A primeira vez que vi O Desprezo – há alguns bons anos – o amigo que o indicou me disse: “é fantástico! Todavia, nem parece um filme de Godard”. Referindo-se, evidentemente, à ausência das quebras de raccord que tanto marcam Acossado e Pierrot le Fou, por exemplo.
A trajetória dos cineastas da Nouvelle Vague, no entanto, nos mostra o contrário: O Desprezo não é só um filme de Godard (há, por exemplo, o uso marcante das cores como em Pierrot le Fou), é, antes disso, como nenhum, um retorno à sua própria origem e também à essência da Nouvelle Vague.
Ora, Godard e os outros membros da Nouvelle Vague iniciaram na atividade cinematográfica como críticos da Cahiers du Cinéma. Período marcado pela defesa de um cinema de autor em detrimento de um modo de produção representado, entre outros, pela figura do produtor e sua interferência no processo criativo.

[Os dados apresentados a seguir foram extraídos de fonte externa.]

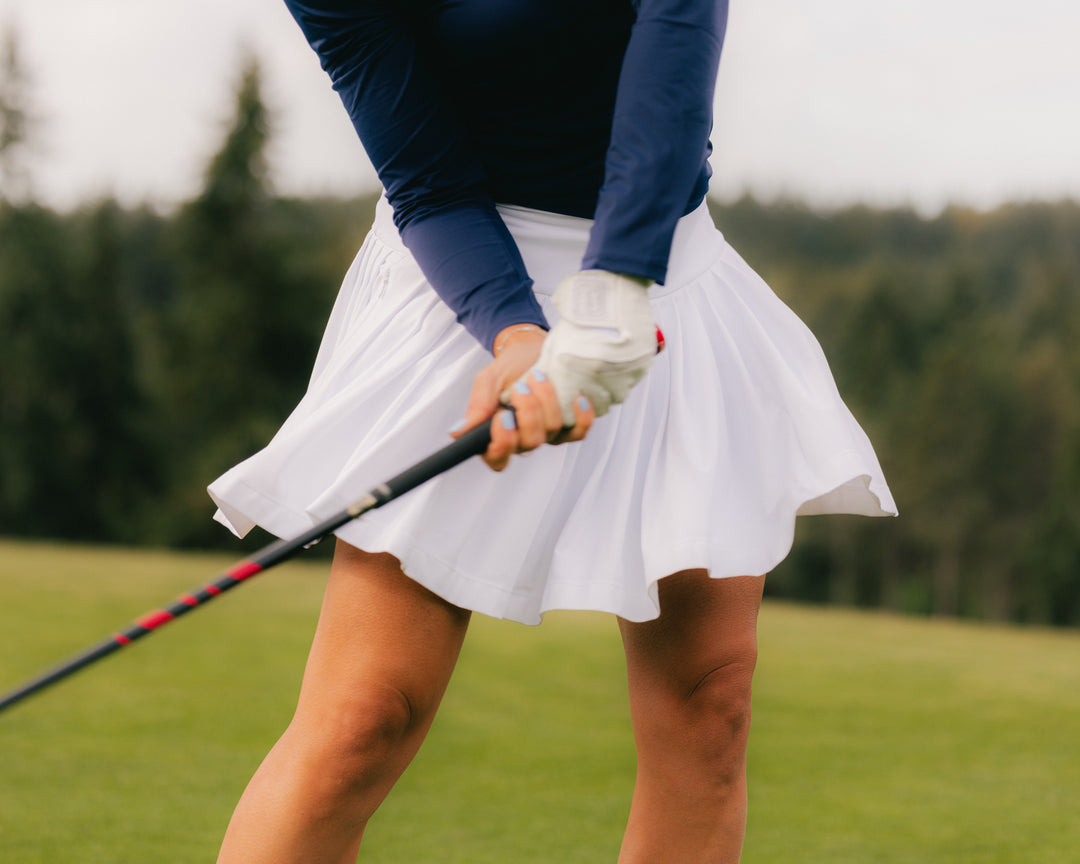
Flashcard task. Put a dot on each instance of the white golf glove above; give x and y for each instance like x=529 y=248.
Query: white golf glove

O Desprezo é justamente isso. É um manifesto em defesa da política dos autores, basta observar, por exemplo, a situação que Fritz Lang enfrenta no âmbito do universo diegético para perceber esse aspecto. Já no início do filme, quando filmada em três cores, vermelho, branco e azul, Camile aparece como uma alegoria que representa a França. Do mesmo modo, o filme rodado por Fritz Lang se passa na Itália. França e Itália são os berços da Nouvelle Vague e do Neorrealismo. Dois movimentos cinematográficos autorais, essências de um ideal de cinema moderno. O Desprezo, desse modo, demarca o encontro entre duas fases de Jean-Luc Godard: o crítico e o cineasta.